Swiss pharma company Actelion saw 9 per cent of its share value wiped out yesterday after a misinterpreted comment about one of its late-stage development drugs.
In a conference call to discuss the company's 2011 results, chief executive Jean-Paul Clozel alluded to deaths in the phase III SERAPHIN trial of macitentan - a successor to its top-selling Tracleer (bosentan) for pulmonary arterial hypertension (PAH).
This resulted in a newswire article which implied that there may be a problem with the programme, which is not due to generate results for several weeks.
SERAPHIN is looking at macitentan's ability to improve both morbidity and mortality in PAH patients, so deaths are expected and in fact are a signal to start concluding the trial in preparation for statistical analysis of the results.
Until the data is clarified the cause of the deaths will not be clear.
The reaction in Actelion's share price (which has started to recover ground today) reflects the importance attributed to macitentan in the face of pressure on Tracleer sales from rival PAH drug Letairis (ambrisentan) from Gilead Sciences.
Sales of Tracleer fell 7 per cent in 2011 to 1.52bn Swiss francs ($1.66bn), with Actelion's total revenues slipping by the same margin to 1.8bn francs.

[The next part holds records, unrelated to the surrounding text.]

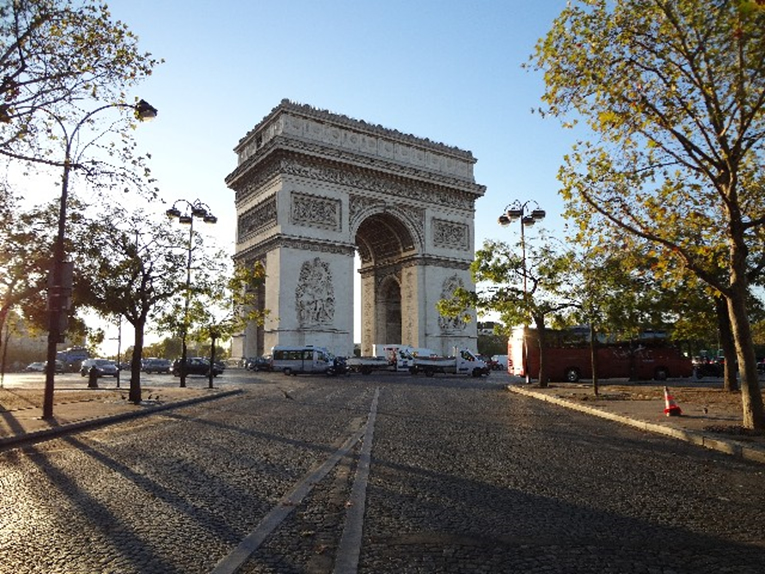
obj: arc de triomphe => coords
[226,100,486,357]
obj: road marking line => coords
[211,389,379,574]
[334,387,380,574]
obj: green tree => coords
[437,238,573,387]
[0,0,158,166]
[75,208,186,404]
[173,264,268,388]
[535,0,765,429]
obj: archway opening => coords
[354,213,416,355]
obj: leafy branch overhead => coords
[532,0,765,428]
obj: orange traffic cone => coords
[664,387,683,417]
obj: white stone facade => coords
[226,100,485,356]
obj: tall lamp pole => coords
[42,100,157,419]
[498,199,545,383]
[165,199,218,387]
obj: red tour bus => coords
[507,327,693,383]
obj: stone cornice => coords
[234,235,356,260]
[226,103,486,197]
[226,145,486,208]
[234,98,476,163]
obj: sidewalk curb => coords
[0,389,244,451]
[507,385,765,464]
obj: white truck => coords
[414,347,491,377]
[346,345,414,375]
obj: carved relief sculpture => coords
[295,257,335,328]
[290,192,342,231]
[237,195,276,243]
[433,219,470,251]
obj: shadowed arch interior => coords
[356,213,415,267]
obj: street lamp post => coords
[166,199,218,387]
[498,199,545,383]
[42,100,157,419]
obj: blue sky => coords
[97,0,573,352]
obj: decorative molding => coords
[237,195,277,243]
[234,99,476,172]
[290,191,343,231]
[431,217,470,251]
[234,235,356,261]
[295,257,335,328]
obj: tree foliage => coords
[75,208,186,403]
[0,0,158,158]
[535,0,765,428]
[437,235,572,387]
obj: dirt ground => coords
[561,385,741,407]
[0,387,178,412]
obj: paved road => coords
[0,374,765,574]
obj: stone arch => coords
[226,100,485,357]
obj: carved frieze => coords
[432,218,470,251]
[290,191,343,231]
[295,257,335,328]
[282,158,476,210]
[237,195,276,243]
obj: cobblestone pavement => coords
[0,375,765,574]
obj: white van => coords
[271,345,335,375]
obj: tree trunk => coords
[130,319,146,405]
[590,322,600,397]
[534,316,548,389]
[208,334,216,389]
[726,290,765,429]
[715,297,738,392]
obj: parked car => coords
[245,355,274,371]
[141,358,173,373]
[24,361,66,373]
[173,357,223,377]
[80,359,119,377]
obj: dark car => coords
[141,359,173,373]
[173,357,223,377]
[245,355,274,371]
[80,359,119,377]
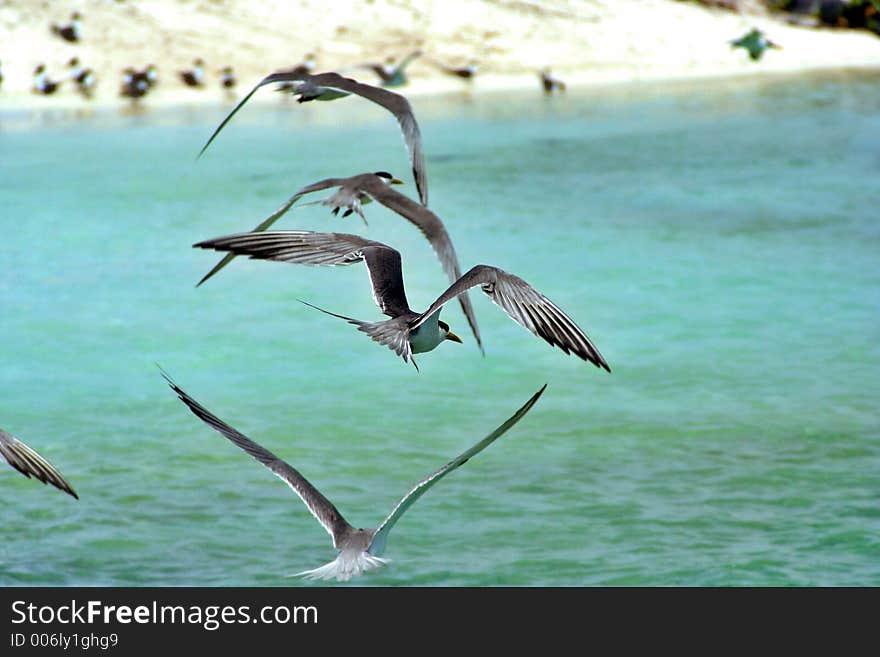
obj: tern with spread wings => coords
[193,231,611,372]
[199,67,428,205]
[162,372,547,581]
[196,171,483,351]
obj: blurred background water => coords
[0,72,880,586]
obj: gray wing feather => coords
[0,429,79,499]
[312,73,428,205]
[362,176,483,351]
[194,230,410,317]
[198,67,428,205]
[367,383,547,556]
[411,265,611,372]
[160,368,351,547]
[196,178,345,287]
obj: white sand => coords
[0,0,880,110]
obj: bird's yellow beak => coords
[446,331,464,344]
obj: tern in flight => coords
[193,231,611,372]
[162,372,547,581]
[196,171,483,351]
[0,429,79,499]
[198,66,428,205]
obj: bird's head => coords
[375,171,403,185]
[437,320,462,344]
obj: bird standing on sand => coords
[220,66,238,91]
[31,64,61,96]
[538,68,565,96]
[194,231,611,372]
[0,429,79,499]
[49,11,82,43]
[67,57,98,98]
[363,50,422,87]
[162,372,547,582]
[440,59,479,82]
[198,67,428,205]
[728,28,782,62]
[179,57,205,88]
[119,66,150,101]
[196,171,483,351]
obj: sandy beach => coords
[0,0,880,111]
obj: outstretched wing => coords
[361,176,483,351]
[159,368,351,547]
[196,178,345,287]
[0,429,79,499]
[198,67,428,205]
[411,265,611,372]
[196,67,310,159]
[311,73,428,205]
[193,230,411,317]
[367,383,547,557]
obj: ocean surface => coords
[0,72,880,586]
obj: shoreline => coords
[0,0,880,118]
[0,62,880,124]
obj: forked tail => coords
[297,299,419,371]
[289,552,391,582]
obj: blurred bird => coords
[538,68,565,96]
[134,64,159,89]
[439,59,479,82]
[0,429,79,499]
[162,372,547,582]
[728,28,782,61]
[220,66,238,91]
[194,230,611,372]
[49,11,82,43]
[67,57,98,98]
[31,64,61,96]
[362,50,422,87]
[197,67,428,205]
[179,57,205,87]
[119,66,150,101]
[196,171,483,351]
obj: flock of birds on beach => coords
[0,9,778,581]
[0,11,781,107]
[13,12,565,101]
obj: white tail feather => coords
[291,551,391,582]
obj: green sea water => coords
[0,72,880,586]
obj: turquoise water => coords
[0,73,880,586]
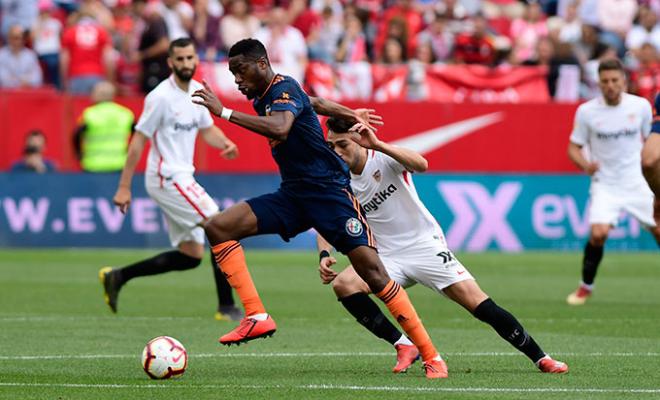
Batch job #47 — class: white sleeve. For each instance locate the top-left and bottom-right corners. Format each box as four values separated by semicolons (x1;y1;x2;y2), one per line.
135;93;163;139
199;106;214;129
376;150;406;174
641;100;653;139
571;105;589;146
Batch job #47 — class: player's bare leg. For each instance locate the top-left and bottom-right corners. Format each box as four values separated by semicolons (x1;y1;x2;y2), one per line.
566;224;611;306
443;279;568;373
642;133;660;199
204;202;277;345
99;241;204;313
348;246;447;378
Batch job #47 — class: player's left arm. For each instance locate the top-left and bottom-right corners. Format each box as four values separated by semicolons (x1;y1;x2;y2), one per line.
309;96;383;128
199;125;238;160
193;81;296;141
349;123;429;172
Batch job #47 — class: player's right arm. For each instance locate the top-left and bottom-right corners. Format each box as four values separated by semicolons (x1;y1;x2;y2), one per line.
316;233;337;285
193;81;296;141
568;105;598;175
112;131;149;214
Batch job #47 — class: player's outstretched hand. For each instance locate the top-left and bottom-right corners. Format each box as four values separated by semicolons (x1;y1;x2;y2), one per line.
220;139;238;160
319;256;337;285
348;122;380;149
192;80;224;117
112;187;131;214
353;108;385;131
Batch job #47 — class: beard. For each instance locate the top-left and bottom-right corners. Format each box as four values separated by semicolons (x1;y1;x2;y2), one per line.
172;66;197;82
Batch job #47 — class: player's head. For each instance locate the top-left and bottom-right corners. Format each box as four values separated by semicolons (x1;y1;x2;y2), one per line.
228;39;273;99
167;38;199;82
598;59;626;105
325;117;365;171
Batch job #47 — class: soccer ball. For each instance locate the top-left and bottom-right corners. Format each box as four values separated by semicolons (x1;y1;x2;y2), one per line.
142;336;188;379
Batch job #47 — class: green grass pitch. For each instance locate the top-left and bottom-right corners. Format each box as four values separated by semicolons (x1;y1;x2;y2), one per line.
0;249;660;400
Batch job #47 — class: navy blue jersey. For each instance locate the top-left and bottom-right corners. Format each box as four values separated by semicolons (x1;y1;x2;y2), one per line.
651;93;660;133
253;75;350;186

Meanwhile, Letairis grew 22 per cent to $293m in the same period thanks to the approval of new labelling in the US which removed a warning about liver toxicity.

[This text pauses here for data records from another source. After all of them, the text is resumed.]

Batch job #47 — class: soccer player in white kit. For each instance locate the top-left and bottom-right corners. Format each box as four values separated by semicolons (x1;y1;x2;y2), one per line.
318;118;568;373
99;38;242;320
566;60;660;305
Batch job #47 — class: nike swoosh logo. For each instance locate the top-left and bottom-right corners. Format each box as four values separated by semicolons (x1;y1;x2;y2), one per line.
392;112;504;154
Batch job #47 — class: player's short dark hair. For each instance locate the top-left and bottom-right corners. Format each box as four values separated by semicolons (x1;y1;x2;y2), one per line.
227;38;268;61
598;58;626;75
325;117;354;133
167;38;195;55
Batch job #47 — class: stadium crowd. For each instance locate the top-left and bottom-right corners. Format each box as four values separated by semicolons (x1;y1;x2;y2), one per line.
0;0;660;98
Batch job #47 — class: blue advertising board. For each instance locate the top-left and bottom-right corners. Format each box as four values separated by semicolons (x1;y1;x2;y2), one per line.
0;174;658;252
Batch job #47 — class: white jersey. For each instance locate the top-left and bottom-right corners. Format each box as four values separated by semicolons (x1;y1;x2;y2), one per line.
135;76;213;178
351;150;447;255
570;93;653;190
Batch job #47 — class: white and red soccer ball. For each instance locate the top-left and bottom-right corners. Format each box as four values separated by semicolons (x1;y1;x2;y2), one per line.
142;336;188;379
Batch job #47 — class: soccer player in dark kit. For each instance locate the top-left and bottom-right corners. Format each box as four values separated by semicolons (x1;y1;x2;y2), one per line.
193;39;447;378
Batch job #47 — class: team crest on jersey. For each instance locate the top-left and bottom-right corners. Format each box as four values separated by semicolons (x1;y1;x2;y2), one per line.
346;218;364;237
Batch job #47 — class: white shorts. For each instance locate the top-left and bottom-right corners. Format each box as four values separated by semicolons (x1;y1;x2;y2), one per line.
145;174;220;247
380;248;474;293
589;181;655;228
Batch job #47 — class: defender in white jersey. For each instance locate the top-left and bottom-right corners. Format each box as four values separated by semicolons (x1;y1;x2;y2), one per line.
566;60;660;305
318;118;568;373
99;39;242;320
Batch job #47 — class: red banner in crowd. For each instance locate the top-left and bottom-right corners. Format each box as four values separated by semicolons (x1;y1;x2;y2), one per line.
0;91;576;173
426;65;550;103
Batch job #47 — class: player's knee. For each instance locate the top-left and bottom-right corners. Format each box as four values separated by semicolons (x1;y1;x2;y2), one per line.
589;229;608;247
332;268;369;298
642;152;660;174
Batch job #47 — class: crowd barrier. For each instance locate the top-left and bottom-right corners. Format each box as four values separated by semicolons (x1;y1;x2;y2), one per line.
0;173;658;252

Action's revenues from Ventavis (iloprost), another PAH drug, also slipped 10 per cent to 106m francs, while turnover of Gaucher disease therapy Zavesca (miglustat) was flat at 69m francs.
The Swiss firm posted a net loss of 146m francs in 2011, swinging from a profit of 390m francs in 2010, and is expecting single-digit declines in product sales in 2012.

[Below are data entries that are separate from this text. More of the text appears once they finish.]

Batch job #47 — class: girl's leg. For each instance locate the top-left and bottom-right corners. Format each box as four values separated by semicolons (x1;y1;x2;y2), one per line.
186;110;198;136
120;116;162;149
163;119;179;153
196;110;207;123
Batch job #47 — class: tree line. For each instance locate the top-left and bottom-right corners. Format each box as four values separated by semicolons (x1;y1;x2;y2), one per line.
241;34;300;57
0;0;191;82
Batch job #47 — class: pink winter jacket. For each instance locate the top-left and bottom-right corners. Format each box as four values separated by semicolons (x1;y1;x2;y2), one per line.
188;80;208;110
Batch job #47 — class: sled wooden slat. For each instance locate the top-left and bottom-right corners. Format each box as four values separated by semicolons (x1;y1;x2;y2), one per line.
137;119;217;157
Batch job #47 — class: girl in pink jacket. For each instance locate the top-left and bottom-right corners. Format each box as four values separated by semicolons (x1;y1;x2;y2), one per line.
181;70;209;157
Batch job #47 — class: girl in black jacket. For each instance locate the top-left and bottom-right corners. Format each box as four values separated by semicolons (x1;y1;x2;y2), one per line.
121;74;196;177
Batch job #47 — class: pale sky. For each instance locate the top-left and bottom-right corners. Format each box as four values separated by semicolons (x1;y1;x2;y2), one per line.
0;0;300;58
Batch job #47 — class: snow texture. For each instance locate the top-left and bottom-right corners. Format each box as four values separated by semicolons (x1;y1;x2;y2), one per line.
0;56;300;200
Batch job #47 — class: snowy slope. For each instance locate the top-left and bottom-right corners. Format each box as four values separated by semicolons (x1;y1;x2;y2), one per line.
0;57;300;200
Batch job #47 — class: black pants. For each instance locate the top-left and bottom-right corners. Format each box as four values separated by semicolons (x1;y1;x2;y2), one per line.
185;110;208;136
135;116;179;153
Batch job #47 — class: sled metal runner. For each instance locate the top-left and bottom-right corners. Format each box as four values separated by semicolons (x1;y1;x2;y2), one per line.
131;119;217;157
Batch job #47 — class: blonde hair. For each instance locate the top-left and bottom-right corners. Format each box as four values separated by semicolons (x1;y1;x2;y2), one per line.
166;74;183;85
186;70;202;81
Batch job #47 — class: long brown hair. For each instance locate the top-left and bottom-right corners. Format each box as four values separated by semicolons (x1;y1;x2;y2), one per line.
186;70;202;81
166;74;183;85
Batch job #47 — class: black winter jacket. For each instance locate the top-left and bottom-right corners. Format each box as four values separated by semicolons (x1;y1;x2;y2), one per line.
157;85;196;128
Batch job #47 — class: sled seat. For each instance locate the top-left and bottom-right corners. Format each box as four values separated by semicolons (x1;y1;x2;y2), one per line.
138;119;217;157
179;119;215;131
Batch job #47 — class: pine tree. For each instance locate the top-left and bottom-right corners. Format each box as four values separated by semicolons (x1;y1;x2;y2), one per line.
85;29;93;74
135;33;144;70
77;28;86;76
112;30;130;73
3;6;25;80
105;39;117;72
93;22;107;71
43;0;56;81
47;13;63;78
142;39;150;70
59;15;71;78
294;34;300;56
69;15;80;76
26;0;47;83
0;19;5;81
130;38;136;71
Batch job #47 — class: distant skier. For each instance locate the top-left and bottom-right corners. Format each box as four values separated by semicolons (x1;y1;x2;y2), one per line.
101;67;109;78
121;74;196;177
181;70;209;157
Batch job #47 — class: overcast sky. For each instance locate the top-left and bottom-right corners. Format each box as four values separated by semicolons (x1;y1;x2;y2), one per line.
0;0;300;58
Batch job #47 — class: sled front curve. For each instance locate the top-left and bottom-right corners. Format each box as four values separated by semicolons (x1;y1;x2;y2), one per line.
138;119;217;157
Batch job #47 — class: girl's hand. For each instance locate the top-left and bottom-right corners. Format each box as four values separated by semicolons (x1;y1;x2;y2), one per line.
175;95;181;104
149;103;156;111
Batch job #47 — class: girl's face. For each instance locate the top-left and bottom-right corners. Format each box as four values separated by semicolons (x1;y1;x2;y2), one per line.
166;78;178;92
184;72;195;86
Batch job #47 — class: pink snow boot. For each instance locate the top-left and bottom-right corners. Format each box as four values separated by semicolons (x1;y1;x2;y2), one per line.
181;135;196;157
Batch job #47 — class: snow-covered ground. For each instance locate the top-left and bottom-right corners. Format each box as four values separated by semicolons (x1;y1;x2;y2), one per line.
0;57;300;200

Clozel said that the company is now looking to its product pipeline - including macitentan - to restore the growth trajectory it has enjoyed in the last decade.
In addition to the phase III trial in PAH, Actelion has also started a pivotal study of macitentan in patients with ischemic digital ulcers associated with systemic sclerosis.
Other pipeline prospects include selexipag, another PAH candidate in phase III testing, oral multiple sclerosis therapy ponesimid in phase IIb, and asthma and allergic rhinitis drug setipripant in phase II.